European Real Estate: Frightening Tightening?
While further capital declines are still occurring, we are now technically past the trough of the European property cycle. The Barings Real Estate team discusses how this is shaping both opportunities and challenges in the asset class.
Economy
- Interest rate adjustments continue to slow the Eurozone economy to a crawl.
- Despite renewed energy price volatility, inflation in the Eurozone continues its steady downward trajectory, but is proving more stubborn in the U.K.
- Dovish comments from the ECB contrast with more hawkish “higher for longer” rhetoric from the Fed.
Property Markets
- While further capital declines are still occurring, we are now technically past the trough of the property cycle.

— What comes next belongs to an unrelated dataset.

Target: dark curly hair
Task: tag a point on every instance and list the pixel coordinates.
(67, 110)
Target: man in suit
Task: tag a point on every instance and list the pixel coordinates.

- Upward yield movements have been indiscriminate to investment fundamentals, with the best sectors and assets seeing the largest negative re-pricing.
- A considerable opportunity has emerged for those with capital to employ for the next property cycle.
- A deeper second leg to the correction would likely require interest rates to remain elevated for a very prolonged period or ratchet up even higher.
- Offices: CEOs have strong aspirations to get employees back to the office, but this won’t solve Europe’s rising office obsolescence problem.
- Retail: Steady retail vacancy in the first half of 2023, although the rate will likely rise as further store/portfolio rationalizations appear inevitable.
- Industrial: Ongoing supportive industrial market fundamentals will likely drive future positive rental growth performance, albeit at a more moderate pace.
- Residential: Rental property shortages are unlikely to ease, new schemes are being delayed, and higher mortgage rates are locking out would-be buyers; rental growth prospects remain strong.